Изменить стиль страницы

Алеша понимал, что сейчас у Юлиньки началась работа над ролью. Он осторожно, чтобы не помешать, обнял ее за плечи. Они тихонько качались из стороны в сторону. Широко и мягко дохнул ветер, и под каждым деревом посыпалось. Возникло множество маленьких дождичков. Удивителен был молоденький тополь под фонарем — каждый чистый лист, трепеща, сиял, точно золотой…

Вспомнился тополь среди кукурузного поля. Мелькнула бурка черной птицей…

Алеша почти шепотом стал рассказывать, как он ехал сюда и как он счастлив сейчас и ему ничего не нужно, — только бы вот так всегда сидеть около нее…

Нежность, как теплая ладонь, прошлась по сердцу Юлиньки. В Нальчике она была уверена, что Алеша просто нравится ей, не больше. И что у него тоже нет глубокой любви. Но теперь, когда он ради нее промчался через всю страну, ей показалось, что он для нее дорог. Да, да, любовь нужно ценить. А она, Юлинька, была часто невнимательна, небрежна с ним. И захотелось ей искупить свою вину, отблагодарить за то, что он здесь.

Она гладила его лохматые, обрызганные волосы, целовала родинки на щеке, ласково смеялась, глядя в его глаза в пушистых ресницах.

И снова зашумел дождичек, зашуршал, завозился в листве, как мышонок в газете. И опять спустилась стеклярусная занавеска, и опять кто-то сбросил водяную веревку с крыши до асфальта, принялся вить.

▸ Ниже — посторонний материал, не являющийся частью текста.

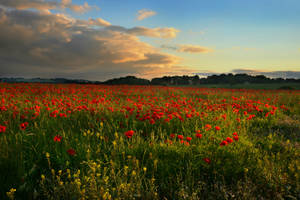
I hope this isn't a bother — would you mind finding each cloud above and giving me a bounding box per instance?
[232,69,300,79]
[160,44,214,53]
[0,6,183,80]
[0,0,97,13]
[106,26,180,38]
[136,9,156,21]
[177,45,213,53]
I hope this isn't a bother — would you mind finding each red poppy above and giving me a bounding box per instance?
[215,126,221,131]
[203,158,211,164]
[53,135,62,142]
[205,124,211,131]
[67,148,76,156]
[226,137,233,143]
[177,135,183,140]
[233,136,239,141]
[220,140,228,146]
[0,125,6,133]
[20,122,28,130]
[125,130,134,138]
[232,132,238,136]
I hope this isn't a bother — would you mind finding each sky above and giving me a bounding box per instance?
[0,0,300,81]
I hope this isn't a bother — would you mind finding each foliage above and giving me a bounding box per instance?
[0,83,300,199]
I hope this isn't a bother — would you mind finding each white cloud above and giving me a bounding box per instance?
[136,9,157,21]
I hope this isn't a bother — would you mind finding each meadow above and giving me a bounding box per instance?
[0,83,300,199]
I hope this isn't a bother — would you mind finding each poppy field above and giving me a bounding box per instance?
[0,83,300,199]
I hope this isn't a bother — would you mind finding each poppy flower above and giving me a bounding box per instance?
[0,125,6,133]
[67,148,76,156]
[233,136,239,141]
[205,124,211,131]
[20,122,28,130]
[177,135,183,140]
[125,130,134,138]
[220,140,228,146]
[203,158,211,164]
[226,137,233,143]
[53,135,62,142]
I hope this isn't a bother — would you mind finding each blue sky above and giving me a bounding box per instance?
[0,0,300,79]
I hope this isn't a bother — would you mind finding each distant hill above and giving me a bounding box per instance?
[0,73,300,86]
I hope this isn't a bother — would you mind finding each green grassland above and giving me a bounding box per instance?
[0,84,300,199]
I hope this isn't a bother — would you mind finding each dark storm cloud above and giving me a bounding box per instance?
[0,5,179,79]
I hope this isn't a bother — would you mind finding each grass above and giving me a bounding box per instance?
[0,84,300,199]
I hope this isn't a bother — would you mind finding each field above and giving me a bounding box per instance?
[0,83,300,199]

И этот дождик, и эти поцелуи, и этот приезд Алеши… На Юлиньку дохнуло такой прелестью молодой жизни, что ей очень захотелось быть счастливой.

И вдруг поразила мысль:

— А ведь я для тебя, Алеша, теперь уже конченый человек! — Голос ее прозвучал удивленно. — У меня теперь семеро по лавкам! И все с ложками!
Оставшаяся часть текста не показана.